Deakin University construction expert says BIM education strategy critical to meet construction skills shortage
Deakin University construction expert Dr. M Reza Hosseini is calling for Australia to introduce a common tertiary education strategy to meet increasing industry demands for expertise in Building Information Modelling (BIM).
Reza says BIM goes beyond 3D design and is critical to improving building efficiency, serving as a tool that connects architects, building contractors and owners. However, there is currently no integrated plan across Australia’s tertiary sector to guide a universal curriculum in the core knowledge, skills and abilities relating to BIM.
“A large proportion of Australian companies are using BIM now and we expect it’s only a matter of time before it’s used even more widely. So demand for associated skilled professionals is predicted to increase substantially,” says Reza.

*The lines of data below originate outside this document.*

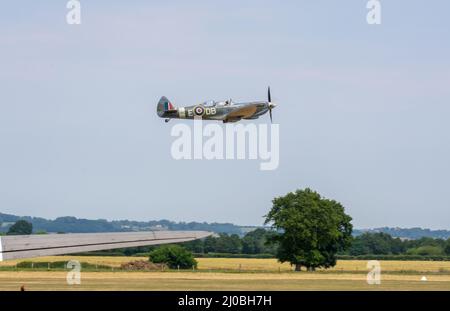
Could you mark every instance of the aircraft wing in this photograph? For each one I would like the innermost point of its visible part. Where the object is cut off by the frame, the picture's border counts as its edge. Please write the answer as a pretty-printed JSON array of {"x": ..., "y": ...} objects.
[
  {"x": 27, "y": 246},
  {"x": 243, "y": 112}
]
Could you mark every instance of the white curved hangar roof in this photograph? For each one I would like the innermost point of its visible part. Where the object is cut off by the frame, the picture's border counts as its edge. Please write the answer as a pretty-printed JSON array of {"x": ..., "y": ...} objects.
[{"x": 28, "y": 246}]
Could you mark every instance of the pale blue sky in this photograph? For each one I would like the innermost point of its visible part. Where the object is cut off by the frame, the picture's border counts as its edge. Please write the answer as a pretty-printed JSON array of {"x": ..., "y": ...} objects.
[{"x": 363, "y": 110}]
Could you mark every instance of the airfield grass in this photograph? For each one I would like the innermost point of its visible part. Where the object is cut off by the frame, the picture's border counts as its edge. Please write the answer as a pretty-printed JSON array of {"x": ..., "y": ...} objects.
[{"x": 231, "y": 274}]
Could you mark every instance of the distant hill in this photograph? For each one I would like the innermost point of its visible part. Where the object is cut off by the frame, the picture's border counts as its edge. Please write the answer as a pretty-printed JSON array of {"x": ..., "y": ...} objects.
[
  {"x": 410, "y": 233},
  {"x": 79, "y": 225}
]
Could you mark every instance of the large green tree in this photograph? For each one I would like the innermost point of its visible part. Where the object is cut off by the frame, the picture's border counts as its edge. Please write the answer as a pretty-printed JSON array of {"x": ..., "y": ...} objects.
[
  {"x": 21, "y": 227},
  {"x": 311, "y": 229}
]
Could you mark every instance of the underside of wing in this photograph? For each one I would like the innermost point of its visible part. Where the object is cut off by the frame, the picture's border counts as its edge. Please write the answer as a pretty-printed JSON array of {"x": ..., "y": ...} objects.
[
  {"x": 246, "y": 111},
  {"x": 27, "y": 246}
]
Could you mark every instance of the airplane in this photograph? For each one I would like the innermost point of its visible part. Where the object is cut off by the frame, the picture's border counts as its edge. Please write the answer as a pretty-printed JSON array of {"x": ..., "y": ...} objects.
[{"x": 225, "y": 111}]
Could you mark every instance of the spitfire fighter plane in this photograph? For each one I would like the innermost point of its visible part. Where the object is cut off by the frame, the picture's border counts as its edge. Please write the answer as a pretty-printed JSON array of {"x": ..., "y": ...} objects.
[{"x": 225, "y": 111}]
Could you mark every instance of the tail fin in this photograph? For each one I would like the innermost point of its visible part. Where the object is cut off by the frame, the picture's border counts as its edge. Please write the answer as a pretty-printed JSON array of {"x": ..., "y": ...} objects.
[{"x": 164, "y": 105}]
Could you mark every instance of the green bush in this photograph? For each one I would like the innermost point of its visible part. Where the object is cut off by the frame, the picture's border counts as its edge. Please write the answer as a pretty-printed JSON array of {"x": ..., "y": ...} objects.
[
  {"x": 173, "y": 256},
  {"x": 228, "y": 255},
  {"x": 426, "y": 250}
]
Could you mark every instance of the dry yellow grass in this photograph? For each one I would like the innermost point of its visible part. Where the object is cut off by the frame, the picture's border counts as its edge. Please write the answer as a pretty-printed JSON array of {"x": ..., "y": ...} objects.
[
  {"x": 256, "y": 274},
  {"x": 342, "y": 265},
  {"x": 34, "y": 280},
  {"x": 266, "y": 265}
]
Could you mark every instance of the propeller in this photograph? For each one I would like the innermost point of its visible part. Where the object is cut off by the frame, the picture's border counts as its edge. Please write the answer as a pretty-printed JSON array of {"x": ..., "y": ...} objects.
[{"x": 270, "y": 104}]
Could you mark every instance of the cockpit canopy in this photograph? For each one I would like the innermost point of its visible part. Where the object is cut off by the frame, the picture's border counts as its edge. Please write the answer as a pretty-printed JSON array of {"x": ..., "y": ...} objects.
[
  {"x": 209, "y": 103},
  {"x": 212, "y": 103}
]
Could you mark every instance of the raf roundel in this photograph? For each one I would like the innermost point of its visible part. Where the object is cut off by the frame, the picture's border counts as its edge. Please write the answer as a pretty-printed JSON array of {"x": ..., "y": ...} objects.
[{"x": 199, "y": 110}]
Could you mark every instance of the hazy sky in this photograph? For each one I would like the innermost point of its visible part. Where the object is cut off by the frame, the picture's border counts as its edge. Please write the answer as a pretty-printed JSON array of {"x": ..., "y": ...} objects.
[{"x": 363, "y": 110}]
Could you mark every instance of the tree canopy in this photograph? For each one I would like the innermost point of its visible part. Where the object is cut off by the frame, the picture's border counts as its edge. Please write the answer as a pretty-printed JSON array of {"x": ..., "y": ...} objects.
[{"x": 312, "y": 229}]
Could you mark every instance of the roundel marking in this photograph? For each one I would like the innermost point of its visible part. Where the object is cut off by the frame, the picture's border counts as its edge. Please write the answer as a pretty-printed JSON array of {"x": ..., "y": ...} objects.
[{"x": 199, "y": 110}]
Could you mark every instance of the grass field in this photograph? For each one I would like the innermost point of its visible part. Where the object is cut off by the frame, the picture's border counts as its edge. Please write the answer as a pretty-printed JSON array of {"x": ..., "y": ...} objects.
[{"x": 223, "y": 274}]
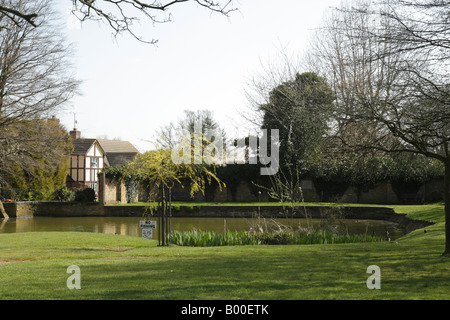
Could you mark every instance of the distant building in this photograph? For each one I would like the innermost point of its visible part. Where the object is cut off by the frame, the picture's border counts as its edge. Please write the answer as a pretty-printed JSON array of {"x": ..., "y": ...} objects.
[{"x": 90, "y": 156}]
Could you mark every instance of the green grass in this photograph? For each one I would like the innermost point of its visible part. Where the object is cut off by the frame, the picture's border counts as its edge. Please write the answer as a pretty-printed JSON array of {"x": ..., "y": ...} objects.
[{"x": 33, "y": 266}]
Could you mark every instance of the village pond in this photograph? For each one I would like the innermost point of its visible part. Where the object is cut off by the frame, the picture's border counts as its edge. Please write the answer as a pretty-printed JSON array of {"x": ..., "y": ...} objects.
[{"x": 130, "y": 225}]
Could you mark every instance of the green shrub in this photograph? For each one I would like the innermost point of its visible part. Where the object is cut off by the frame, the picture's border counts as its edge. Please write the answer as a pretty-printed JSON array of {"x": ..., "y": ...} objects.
[
  {"x": 62, "y": 194},
  {"x": 85, "y": 195}
]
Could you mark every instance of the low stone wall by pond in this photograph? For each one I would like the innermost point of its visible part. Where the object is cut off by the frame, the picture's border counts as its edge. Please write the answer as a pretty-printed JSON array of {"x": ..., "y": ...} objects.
[{"x": 76, "y": 209}]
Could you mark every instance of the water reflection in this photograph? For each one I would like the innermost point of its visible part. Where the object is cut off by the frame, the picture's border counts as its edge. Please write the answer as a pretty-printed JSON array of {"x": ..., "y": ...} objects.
[{"x": 130, "y": 225}]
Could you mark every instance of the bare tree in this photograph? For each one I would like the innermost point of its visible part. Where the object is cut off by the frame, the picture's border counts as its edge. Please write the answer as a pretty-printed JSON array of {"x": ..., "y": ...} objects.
[
  {"x": 388, "y": 65},
  {"x": 120, "y": 15},
  {"x": 35, "y": 83}
]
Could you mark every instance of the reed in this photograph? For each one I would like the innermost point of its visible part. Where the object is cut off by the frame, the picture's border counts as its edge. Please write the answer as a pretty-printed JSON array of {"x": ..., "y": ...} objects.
[{"x": 198, "y": 238}]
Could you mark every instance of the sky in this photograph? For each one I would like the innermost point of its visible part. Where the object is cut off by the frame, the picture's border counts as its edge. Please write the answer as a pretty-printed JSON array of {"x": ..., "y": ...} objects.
[{"x": 202, "y": 61}]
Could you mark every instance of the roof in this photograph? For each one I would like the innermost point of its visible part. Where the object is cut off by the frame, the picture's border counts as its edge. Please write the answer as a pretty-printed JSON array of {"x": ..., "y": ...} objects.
[
  {"x": 118, "y": 152},
  {"x": 82, "y": 146},
  {"x": 117, "y": 146}
]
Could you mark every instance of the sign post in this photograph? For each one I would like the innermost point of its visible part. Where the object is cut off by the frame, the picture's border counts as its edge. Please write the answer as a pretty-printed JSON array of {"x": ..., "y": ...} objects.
[{"x": 147, "y": 227}]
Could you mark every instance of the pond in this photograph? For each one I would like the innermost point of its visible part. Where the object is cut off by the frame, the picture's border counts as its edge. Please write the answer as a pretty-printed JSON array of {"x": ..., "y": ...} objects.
[{"x": 130, "y": 225}]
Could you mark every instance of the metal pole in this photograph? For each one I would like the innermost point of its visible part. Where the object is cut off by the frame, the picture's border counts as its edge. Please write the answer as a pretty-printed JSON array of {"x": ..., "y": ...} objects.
[
  {"x": 163, "y": 205},
  {"x": 170, "y": 212}
]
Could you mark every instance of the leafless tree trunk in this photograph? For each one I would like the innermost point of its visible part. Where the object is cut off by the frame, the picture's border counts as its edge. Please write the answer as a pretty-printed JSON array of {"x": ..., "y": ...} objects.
[
  {"x": 35, "y": 83},
  {"x": 389, "y": 67},
  {"x": 119, "y": 15}
]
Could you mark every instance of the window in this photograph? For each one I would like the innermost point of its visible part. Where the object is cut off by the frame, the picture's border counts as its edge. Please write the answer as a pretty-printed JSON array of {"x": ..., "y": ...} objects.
[{"x": 94, "y": 162}]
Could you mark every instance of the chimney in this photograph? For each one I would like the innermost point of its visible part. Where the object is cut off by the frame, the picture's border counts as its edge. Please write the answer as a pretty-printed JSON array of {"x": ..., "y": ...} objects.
[{"x": 75, "y": 134}]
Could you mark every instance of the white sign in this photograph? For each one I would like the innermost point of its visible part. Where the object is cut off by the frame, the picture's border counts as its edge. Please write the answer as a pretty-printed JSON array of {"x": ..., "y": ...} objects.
[
  {"x": 147, "y": 233},
  {"x": 147, "y": 224}
]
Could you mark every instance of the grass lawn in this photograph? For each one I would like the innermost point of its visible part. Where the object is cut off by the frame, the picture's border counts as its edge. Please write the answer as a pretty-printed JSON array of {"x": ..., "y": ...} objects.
[{"x": 34, "y": 266}]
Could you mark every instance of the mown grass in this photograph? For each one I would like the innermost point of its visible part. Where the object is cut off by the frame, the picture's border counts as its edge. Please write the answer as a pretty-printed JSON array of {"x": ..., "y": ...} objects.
[{"x": 34, "y": 265}]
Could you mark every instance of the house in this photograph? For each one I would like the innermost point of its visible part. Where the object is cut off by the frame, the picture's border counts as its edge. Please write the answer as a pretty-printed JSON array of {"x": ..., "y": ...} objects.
[{"x": 90, "y": 156}]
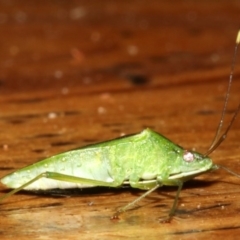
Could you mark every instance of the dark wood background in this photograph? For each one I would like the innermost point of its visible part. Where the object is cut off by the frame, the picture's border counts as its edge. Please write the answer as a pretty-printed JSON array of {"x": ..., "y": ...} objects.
[{"x": 79, "y": 72}]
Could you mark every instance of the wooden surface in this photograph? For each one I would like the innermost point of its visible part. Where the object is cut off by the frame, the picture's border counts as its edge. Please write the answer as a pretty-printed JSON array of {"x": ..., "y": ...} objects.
[{"x": 79, "y": 72}]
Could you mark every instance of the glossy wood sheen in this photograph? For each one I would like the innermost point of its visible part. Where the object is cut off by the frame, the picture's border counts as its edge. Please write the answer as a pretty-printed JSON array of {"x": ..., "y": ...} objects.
[{"x": 79, "y": 72}]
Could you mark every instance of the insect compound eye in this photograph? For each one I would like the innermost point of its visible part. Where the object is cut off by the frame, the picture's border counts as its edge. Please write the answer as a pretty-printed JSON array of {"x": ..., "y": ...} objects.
[{"x": 188, "y": 156}]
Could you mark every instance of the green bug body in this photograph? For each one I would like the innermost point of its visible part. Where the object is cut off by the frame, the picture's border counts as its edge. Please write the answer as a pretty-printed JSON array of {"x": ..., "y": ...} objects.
[
  {"x": 142, "y": 160},
  {"x": 146, "y": 161}
]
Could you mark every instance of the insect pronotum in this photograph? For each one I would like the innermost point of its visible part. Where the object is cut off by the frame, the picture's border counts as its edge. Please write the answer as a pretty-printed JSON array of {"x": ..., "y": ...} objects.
[{"x": 146, "y": 160}]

At Deakin, two new units focusing on BIM were introduced into construction management courses last year – Introduction to Building Information Modelling for undergraduate students and Principles of Building Information Modelling for postgraduates. The School of Architecture and Built Environment is also developing a ‘BIM at Deakin’ online resource with information for staff and students in this field.

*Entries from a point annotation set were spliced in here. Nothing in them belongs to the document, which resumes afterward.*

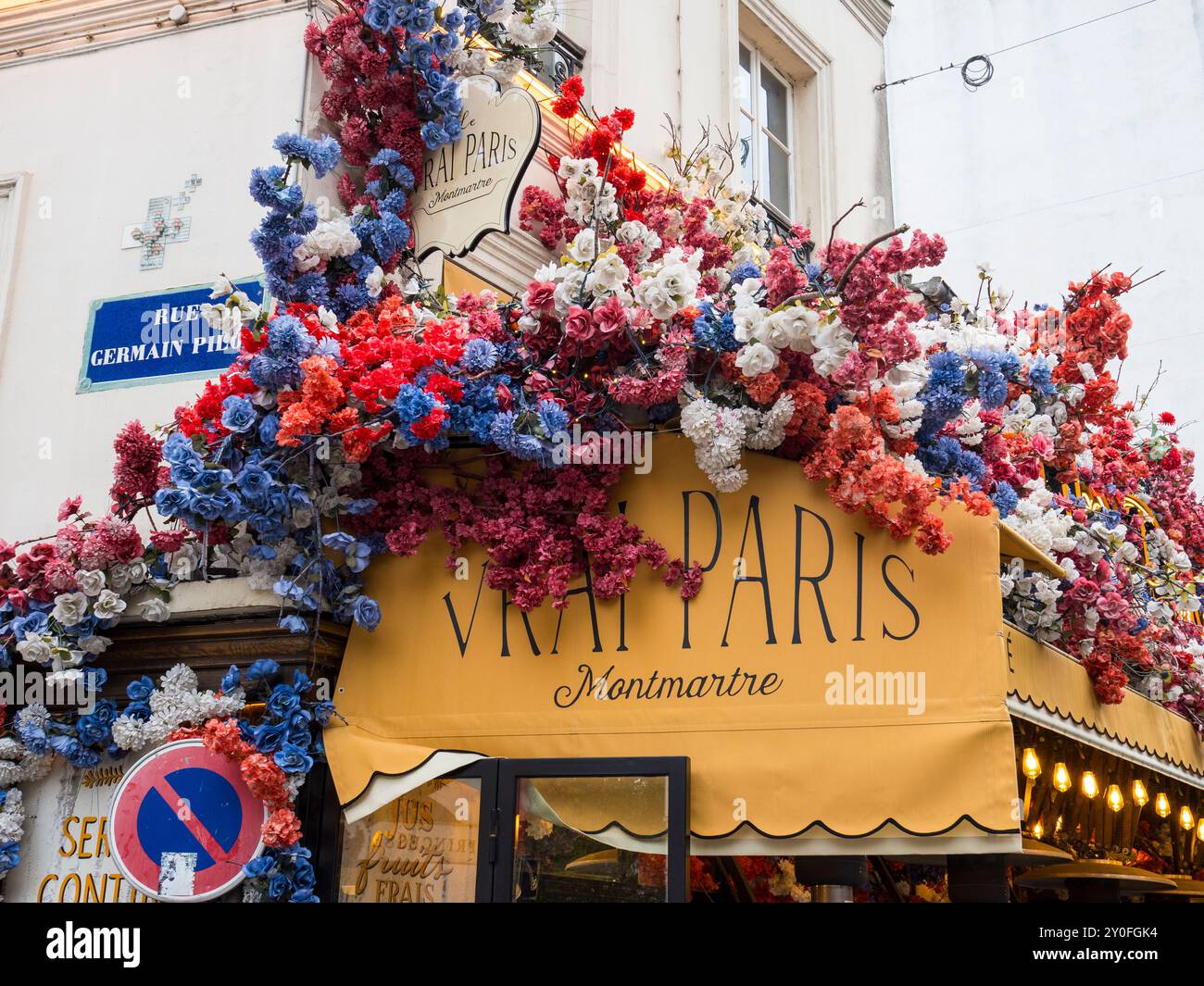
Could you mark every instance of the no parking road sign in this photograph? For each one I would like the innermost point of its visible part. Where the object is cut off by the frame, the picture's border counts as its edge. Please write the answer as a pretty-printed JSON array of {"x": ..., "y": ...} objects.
[{"x": 183, "y": 822}]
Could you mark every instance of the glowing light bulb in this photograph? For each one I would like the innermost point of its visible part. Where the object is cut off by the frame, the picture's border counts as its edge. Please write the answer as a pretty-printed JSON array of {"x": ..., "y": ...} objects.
[
  {"x": 1090, "y": 786},
  {"x": 1031, "y": 765}
]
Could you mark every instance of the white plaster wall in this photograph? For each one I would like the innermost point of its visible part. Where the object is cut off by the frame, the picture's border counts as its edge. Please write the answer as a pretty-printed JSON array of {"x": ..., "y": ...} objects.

However, Reza says an overarching framework is needed to make sure the units and curriculum align across institutions. This is already the case for other construction units, with relevant course accreditation through bodies such as the Royal Institution of Chartered Surveyors and the Australian Institute of Quantity Surveyors.
“Last year the Australasian Procurement and Construction Council and the Australian Construction Industry Forum released a BIM Knowledge and Skills Framework for industry and we need to extend it to the tertiary sector,” says Reza.

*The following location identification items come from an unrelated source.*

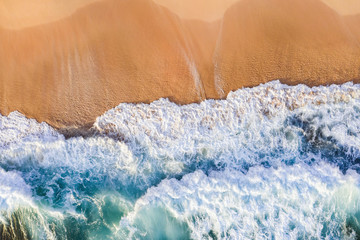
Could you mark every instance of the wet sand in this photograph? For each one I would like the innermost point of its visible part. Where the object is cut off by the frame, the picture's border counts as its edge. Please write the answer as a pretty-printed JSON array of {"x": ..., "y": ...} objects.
[{"x": 72, "y": 67}]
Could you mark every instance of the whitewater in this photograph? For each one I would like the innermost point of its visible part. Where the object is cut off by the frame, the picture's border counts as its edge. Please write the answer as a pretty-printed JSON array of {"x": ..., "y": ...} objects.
[{"x": 269, "y": 162}]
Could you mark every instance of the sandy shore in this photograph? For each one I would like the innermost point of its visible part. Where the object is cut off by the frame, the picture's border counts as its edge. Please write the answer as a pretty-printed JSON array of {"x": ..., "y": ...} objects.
[{"x": 67, "y": 65}]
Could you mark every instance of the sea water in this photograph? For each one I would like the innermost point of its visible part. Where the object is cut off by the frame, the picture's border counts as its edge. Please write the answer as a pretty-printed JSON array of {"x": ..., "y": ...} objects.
[{"x": 269, "y": 162}]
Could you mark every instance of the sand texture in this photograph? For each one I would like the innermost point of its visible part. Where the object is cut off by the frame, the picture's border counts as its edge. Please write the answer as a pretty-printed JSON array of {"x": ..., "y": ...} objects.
[{"x": 68, "y": 63}]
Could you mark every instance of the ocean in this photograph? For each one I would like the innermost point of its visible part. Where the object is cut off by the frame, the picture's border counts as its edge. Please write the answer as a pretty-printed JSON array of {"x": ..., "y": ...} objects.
[{"x": 269, "y": 162}]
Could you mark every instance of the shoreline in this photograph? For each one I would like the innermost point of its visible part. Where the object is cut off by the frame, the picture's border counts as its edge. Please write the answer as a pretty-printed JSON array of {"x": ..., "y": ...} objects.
[
  {"x": 70, "y": 71},
  {"x": 92, "y": 131}
]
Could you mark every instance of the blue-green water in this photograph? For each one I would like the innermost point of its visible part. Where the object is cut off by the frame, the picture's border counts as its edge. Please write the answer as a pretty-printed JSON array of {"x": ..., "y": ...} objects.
[{"x": 271, "y": 162}]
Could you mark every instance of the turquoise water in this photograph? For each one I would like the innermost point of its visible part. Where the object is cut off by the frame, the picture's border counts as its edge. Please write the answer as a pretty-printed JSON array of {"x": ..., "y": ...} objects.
[{"x": 270, "y": 162}]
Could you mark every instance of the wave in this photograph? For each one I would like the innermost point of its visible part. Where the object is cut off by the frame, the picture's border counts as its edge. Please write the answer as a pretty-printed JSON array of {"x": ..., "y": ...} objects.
[{"x": 271, "y": 161}]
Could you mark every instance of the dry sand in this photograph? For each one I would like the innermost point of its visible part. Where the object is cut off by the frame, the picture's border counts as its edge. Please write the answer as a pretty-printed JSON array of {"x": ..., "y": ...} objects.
[{"x": 68, "y": 66}]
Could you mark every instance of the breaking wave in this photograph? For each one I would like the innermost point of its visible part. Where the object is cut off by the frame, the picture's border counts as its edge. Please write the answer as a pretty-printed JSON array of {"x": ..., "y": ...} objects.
[{"x": 273, "y": 161}]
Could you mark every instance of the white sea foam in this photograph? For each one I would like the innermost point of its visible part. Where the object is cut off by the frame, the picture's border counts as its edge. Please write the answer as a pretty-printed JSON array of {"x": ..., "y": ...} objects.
[
  {"x": 14, "y": 191},
  {"x": 250, "y": 121},
  {"x": 211, "y": 146},
  {"x": 284, "y": 203}
]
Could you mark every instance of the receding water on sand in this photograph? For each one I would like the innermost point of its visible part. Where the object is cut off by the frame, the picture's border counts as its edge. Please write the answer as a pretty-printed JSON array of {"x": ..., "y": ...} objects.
[{"x": 272, "y": 161}]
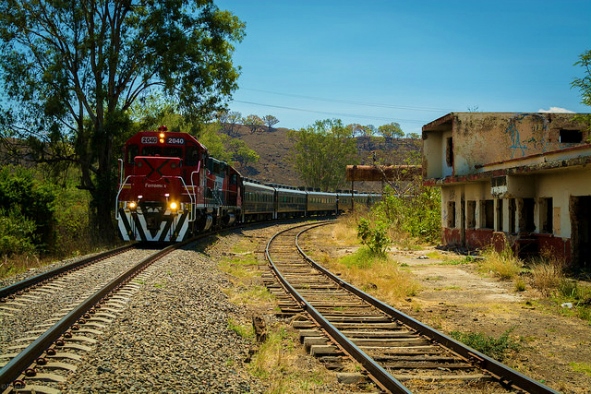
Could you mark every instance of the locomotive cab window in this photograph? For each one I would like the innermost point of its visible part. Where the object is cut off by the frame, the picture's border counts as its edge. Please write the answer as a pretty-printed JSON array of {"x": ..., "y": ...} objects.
[
  {"x": 151, "y": 151},
  {"x": 172, "y": 152},
  {"x": 132, "y": 151},
  {"x": 192, "y": 156}
]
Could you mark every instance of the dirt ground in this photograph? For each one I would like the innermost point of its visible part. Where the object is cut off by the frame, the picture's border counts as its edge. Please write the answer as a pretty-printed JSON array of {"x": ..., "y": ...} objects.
[{"x": 458, "y": 297}]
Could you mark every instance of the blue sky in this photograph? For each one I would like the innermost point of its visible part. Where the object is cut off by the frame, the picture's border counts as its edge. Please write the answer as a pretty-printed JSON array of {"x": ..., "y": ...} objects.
[{"x": 407, "y": 61}]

“The community of BIM practitioners, educators and service users in Australia need to address the disparity in BIM education and converge towards a consistent policy approach.”
Reza is hoping this can be done by bringing together a group of academics from different Australian universities to develop such a framework. He is already part of developing a similar project in the US and one is also being established in the UK.
Embracing BIM could be a crucial way Australia’s construction industry can make important efficiency gains needed to reduce a reported 30% wastage due to issues including poor communication between architects, engineers and contractors, changes to budgets and timelines, and fixing defective work.
“All this points to the fact that the way we build must be made more efficient. Modern methods such as off-site construction offer a way forward, but whatever the process improvement adopted, BIM will lie at the heart of the efficiency gains,” says Reza.
“BIM has the potential to revolutionise the Australian construction sector and is transforming the process by which buildings and infrastructure are designed, constructed and maintained.”